Monday, April 24th, 2017 Posted by Jim Thacker

Render Legion ships Corona Renderer 1.6 for 3ds Max


Originally posted on 6 January 2017. Scroll down for news of the final release.

Render Legion has posted a preview video showing some of the new features coming up in Corona Renderer 1.6, the upcoming release of its 3ds Max production renderer.

Changes include improved sampling of HDR images, support for triplanar texture mapping and rendering stereo images in side-by-side format, and new interactive rendering functionality.

Improved sampling of HDR images and support for triplanar texture mapping
New features due in Corona 1.6 include improved sampling of HDR images with high contrast ratios: for example, those in which the sun is visible.

The functionality results in significantly less noise when rendering images with HDRI-based lighting, as you can see at the start of the video above.

Corona also now supports triplanar texture mapping. The technique – also supported in V-Ray – enables artists to texture objects without suitable UV coordinates by projecting separate texture maps along each object-space axis and blending between them to avoid visible seams.

The renderer can also now render stereoscopic images in side-by-side format as well as 360-degree panoramas, as you can see at 09:35 in the video.

Pan and zoom or perform curve adjustments in the VFB
Other changes include the addition of channel adjustment curves to the Virtual Frame Buffer, along with the option to pan and zoom in the VFB – during interactive rendering, at least.

In addition, render regions can now have soft edges, as you can see at 04:10 in the video.

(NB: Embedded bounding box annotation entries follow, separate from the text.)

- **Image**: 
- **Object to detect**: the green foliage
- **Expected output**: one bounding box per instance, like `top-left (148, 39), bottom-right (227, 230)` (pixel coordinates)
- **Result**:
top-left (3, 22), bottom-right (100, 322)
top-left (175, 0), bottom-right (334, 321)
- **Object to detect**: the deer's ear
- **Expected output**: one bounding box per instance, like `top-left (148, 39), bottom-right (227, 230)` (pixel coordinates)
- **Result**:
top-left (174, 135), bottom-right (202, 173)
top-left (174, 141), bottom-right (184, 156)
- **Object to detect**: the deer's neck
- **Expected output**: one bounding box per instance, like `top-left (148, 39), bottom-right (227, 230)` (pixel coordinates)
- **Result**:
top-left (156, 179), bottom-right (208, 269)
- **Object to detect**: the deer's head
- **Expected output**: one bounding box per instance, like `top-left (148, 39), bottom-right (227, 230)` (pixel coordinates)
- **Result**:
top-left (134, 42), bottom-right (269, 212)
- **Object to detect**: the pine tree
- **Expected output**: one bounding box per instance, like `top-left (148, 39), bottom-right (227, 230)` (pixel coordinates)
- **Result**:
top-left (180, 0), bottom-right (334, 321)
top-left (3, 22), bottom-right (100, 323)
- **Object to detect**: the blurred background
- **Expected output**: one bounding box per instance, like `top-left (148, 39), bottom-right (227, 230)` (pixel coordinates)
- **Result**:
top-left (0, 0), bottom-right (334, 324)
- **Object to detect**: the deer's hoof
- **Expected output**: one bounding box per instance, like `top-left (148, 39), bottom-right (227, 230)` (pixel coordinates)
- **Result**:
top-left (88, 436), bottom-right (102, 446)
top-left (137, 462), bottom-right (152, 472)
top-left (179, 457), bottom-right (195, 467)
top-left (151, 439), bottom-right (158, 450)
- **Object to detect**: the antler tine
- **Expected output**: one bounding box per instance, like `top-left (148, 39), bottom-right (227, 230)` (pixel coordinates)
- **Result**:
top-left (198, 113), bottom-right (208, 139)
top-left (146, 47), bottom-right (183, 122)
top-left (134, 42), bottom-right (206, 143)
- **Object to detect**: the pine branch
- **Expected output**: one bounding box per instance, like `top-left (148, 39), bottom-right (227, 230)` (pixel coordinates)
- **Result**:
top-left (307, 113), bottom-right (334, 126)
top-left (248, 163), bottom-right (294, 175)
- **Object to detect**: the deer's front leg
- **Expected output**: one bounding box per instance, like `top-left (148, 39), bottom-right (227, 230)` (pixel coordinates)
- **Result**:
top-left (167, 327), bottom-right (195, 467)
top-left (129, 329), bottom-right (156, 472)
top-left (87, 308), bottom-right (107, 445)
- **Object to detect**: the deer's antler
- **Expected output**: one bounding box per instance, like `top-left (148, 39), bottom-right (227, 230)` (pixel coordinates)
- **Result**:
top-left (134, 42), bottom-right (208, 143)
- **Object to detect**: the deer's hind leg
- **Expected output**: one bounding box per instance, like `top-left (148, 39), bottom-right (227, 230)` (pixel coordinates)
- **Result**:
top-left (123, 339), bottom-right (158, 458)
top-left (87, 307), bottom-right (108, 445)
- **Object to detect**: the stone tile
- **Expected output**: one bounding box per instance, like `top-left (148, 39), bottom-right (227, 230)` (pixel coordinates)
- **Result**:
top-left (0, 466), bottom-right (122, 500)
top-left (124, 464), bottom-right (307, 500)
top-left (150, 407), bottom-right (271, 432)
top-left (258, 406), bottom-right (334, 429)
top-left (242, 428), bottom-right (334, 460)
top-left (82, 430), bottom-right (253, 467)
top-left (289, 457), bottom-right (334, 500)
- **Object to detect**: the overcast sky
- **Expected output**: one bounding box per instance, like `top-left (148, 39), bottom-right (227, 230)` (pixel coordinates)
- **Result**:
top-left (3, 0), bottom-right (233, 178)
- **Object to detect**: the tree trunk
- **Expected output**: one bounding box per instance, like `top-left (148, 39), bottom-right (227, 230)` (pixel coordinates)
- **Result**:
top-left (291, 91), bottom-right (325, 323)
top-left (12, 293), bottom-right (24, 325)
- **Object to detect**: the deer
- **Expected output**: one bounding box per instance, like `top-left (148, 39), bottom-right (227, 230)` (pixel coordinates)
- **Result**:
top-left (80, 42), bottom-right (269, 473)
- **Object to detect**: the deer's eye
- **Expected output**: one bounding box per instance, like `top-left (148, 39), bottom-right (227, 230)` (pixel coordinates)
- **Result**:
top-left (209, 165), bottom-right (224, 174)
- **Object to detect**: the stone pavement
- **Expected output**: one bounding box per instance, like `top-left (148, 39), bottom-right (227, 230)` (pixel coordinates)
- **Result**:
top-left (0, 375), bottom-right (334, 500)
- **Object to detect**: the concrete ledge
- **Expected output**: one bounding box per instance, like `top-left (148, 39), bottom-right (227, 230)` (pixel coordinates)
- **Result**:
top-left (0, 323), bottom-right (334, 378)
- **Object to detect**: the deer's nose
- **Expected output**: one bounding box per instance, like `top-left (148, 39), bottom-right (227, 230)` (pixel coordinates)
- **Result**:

Updated 24 April 2017: Corona Renderer 1.6 for 3ds Max is now shipping.

As well as the features covered above, the release introduces the Corona Image Editor (CIE), a sister application for loading EXR files and adjusting post effects in the images.

The tool, which is designed as a less system-intensive alternative to opening an EXR in standard image-editing software, supports all the features of the Corona VFB.

That includes denoising and LightMix, Corona’s system for relighting scenes without re-rendering them.

CIE also reads ‘regular’ EXRs – that is, those not generated in Corona – and can output the edited image in EXR, PNG, JPEG, BMP formats.

There are also updates to the VFB and LightMix themselves, including the option to bake changes made in the VFB into a LightMix scene, removing the need to edit lights individually in the viewport.

Distributed rendering (DR) has been overhauled, with slave machines automatically gathering missing assets from the master and caching them locally; and spawning 3ds Max immediately after the DR server starts.

The release also bundles new libraries of IES lights and LUTs with the core software. You can read a full list of changes via the link at the foot of the story.

Pricing and availability
Corona Renderer 1.6 for 3ds Max is available for 64-bit 3ds Max 2012+, running on Windows 7 and above.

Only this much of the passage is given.